Em A Amiga Genial, o pessoal é o político. A trajetória de vida das personagens está entrelaçada com a história da Itália enquanto nação.
Eventos como a expansão econômica e os protestos estudantis dos anos 1960, a sangrenta batalha entre o comunismo e o fascismo, o feminismo radical, a legalização do divórcio e, na nova temporada, a corrupção generalizada do governo alimentam as experiências de Lenù e Lila.
“O cenário político por trás da história de Lila e Elena é o verdadeiro motor [da história]”, descreve Costanzo.
A Amiga Genial foi a primeira série em língua não inglesa a estrear na HBO. A série não é falada apenas em italiano – existem grandes trechos em dialeto napolitano, fazendo com que os próprios espectadores da Itália lancem mão das legendas.
A dualidade dos idiomas é importante. O napolitano é a língua do bairro e o italiano representa a vida além das suas fronteiras.
É claro que essas mudanças sutis passam despercebidas para muitos espectadores, especialmente fora da Itália. Mas o diretor se recusou a aparar as arestas da obra de Ferrante – uma decisão que garantiu o sucesso da adaptação.
“Nunca, em nenhum momento, usei qualquer tipo de truque para facilitar as coisas para os espectadores”, afirma Costanzo.

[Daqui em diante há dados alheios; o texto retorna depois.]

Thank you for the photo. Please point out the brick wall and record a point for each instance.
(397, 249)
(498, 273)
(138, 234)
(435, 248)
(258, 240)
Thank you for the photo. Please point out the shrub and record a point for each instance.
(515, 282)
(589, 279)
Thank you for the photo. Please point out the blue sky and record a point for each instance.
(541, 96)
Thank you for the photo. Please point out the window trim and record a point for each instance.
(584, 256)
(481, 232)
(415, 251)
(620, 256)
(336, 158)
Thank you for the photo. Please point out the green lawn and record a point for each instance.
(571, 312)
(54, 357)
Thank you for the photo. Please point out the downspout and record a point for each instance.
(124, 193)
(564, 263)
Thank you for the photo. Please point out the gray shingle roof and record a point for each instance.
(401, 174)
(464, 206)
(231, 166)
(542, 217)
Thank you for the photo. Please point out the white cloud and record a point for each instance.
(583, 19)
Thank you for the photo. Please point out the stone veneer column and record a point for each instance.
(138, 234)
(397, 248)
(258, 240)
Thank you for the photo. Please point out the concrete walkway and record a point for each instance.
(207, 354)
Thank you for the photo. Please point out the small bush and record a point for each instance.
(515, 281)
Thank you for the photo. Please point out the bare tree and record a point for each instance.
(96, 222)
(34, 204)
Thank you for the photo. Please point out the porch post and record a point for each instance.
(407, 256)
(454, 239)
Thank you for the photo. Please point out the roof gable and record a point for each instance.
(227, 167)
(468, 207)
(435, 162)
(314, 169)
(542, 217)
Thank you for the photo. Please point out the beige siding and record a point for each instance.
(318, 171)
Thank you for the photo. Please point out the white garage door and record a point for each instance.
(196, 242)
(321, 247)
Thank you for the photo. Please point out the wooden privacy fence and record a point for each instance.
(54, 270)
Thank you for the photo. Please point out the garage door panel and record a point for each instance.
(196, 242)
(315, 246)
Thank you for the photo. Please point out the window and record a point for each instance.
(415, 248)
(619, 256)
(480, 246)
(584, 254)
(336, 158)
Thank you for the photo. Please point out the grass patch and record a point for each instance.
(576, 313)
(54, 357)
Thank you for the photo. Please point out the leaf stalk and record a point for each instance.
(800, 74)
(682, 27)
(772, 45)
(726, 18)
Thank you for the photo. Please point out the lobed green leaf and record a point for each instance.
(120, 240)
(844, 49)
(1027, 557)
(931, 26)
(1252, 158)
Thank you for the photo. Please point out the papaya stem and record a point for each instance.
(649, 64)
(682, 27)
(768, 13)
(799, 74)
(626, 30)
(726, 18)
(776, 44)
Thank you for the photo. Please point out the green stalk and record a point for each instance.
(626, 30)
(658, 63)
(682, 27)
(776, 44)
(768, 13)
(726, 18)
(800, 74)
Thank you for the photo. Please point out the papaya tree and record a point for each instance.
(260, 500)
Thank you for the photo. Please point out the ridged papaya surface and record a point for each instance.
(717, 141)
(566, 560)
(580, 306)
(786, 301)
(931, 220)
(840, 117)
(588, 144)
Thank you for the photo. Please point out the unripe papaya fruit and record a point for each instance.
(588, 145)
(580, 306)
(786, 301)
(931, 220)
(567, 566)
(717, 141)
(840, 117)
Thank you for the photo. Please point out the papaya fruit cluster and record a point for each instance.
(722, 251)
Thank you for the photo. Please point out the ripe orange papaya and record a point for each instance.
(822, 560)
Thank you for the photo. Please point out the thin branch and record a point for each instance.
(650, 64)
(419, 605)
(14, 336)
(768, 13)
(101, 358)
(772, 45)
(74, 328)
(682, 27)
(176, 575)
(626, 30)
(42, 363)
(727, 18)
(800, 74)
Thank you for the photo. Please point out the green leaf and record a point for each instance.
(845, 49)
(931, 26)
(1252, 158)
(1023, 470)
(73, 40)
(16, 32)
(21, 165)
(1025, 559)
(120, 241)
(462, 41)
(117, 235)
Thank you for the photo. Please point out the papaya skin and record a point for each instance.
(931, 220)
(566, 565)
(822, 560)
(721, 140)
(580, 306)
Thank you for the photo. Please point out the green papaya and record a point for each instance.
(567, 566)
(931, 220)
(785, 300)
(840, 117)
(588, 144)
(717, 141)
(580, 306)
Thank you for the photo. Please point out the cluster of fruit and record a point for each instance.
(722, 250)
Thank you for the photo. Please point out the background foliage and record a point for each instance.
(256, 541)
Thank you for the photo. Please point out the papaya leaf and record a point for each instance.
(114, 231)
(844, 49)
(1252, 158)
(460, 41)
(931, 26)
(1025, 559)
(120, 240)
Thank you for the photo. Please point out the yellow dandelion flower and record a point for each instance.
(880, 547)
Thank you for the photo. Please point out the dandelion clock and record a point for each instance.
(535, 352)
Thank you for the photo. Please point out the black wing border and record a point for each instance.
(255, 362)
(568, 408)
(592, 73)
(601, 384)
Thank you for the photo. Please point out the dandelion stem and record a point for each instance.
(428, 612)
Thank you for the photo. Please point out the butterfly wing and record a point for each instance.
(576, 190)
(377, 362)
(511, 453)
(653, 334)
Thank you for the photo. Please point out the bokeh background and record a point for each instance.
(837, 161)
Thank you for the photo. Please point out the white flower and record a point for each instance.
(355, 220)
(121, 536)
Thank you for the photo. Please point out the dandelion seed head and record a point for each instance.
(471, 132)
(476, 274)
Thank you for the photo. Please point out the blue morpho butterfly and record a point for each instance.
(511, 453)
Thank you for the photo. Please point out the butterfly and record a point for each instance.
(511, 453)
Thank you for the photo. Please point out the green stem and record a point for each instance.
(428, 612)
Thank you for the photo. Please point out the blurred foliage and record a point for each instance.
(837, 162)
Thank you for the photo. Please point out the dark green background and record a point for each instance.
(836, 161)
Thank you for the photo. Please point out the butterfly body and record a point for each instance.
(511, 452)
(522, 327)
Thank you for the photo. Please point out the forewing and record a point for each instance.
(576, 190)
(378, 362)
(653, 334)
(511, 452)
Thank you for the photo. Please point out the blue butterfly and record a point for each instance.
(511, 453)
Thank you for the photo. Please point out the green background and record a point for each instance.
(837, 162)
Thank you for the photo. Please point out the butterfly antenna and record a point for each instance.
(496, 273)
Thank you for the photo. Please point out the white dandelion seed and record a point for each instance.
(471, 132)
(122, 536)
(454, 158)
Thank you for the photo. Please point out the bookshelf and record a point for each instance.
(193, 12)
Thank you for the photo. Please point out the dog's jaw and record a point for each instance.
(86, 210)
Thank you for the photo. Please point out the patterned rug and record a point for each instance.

Ferrante trabalhou com Costanzo sobre o roteiro. A autora se comunicava com ele apenas por e-mail. Ele já descreveu o processo como “trabalhar com um fantasma”.
Ferrante ofereceu observações e feedback, mas também deu liberdade para que o diretor pudesse buscar sua própria visão para a série, algo que ele transmitiu para as diretoras que o sucederam – Daniele Luchetti, na terceira temporada, e Laura Bispuri, na quarta.
“Eu disse a elas, ‘façam o seu trabalho, façam o seu ponto de vista'”, conta Costanzo. “Quero que elas tenham a mesma liberdade que eu tive.”
Esta última temporada é baseada no quarto livro de Ferrante, História da Menina Perdida (Ed. Biblioteca Azul, 2017). Ela mostra o círculo se fechando, com Lenù e Lila novamente juntas em Nápoles, depois de anos separadas.
São os anos 1980. Décadas de inquietação social e política estão chegando ao seu final, mas não sem antes uma sucessão de eventos que traz novas turbulências para a vida e a amizade das duas mulheres.
Para o público fascinado por A Amiga Genial, será difícil se despedir dos personagens. E seus criadores sentem o mesmo.
“Adorei este projeto, tanto que estava pronto para dedicar 10 anos da minha vida”, conta Costanzo.
As pessoas que ainda não descobriram esta série fascinante certamente têm algo muito especial à sua espera.
A quarta temporada de A Amiga Genial (My Brilliant Friend) começou a ser exibida no início de setembro, no Max e na Amazon Prime Vídeo.